Эджертон стучит. Достает значок и глубоко вдыхает, услышав шаги в квартире 739А. Дверь медленно открывается, и они видят мужчину тридцати лет в джинсах и футболке. Он впускает детективов с легким кивком раньше, чем Эджертон успевает представиться. Молодой человек идет в квартиру, детективы следуют за ним. В столовой сидит маленький мальчик, ест холодные хлопья и листает раскраску. Из спальни доносится звук открываемой двери, потом шаги. Голос Эджертона опускается до шепота.
– Мать Латонии дома?
Ему не успевают ответить. В дверях столовой стоят женщина в халате и девочка-подросток с тем же безупречным лицом, что и у девочки на Ньюингтон-авеню. Глаза женщины, испуганные и невыспавшиеся, прикованы к лицу Гарри Эджертона.
– Моя дочь. Вы ее нашли?
Эджертон смотрит на нее, качает головой, но ничего не говорит. Женщина смотрит мимо Эджертона на Черути, затем на пустую дверь.
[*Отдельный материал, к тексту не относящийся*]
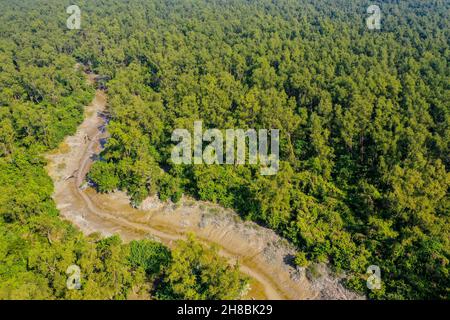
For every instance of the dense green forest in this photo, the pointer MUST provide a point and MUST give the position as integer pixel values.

– Где она? С ней… все хорошо?
Эджертон снова качает головой.
– О боже.
– Мне жаль.
Девочка сдавливает всхлип и падает в объятья матери. Та обхватывает ребенка и отворачивается к стене. Эджертон смотрит, как женщина борется с нахлынувшими чувствами, как она вся оцепенела, как ее глаза зажмурились на долгую минуту.
– Как… – заговаривает молодой человек.
– Ее нашли этим утром, – произносит Эджертон едва слышно. – Зарезанной в переулке недалеко отсюда.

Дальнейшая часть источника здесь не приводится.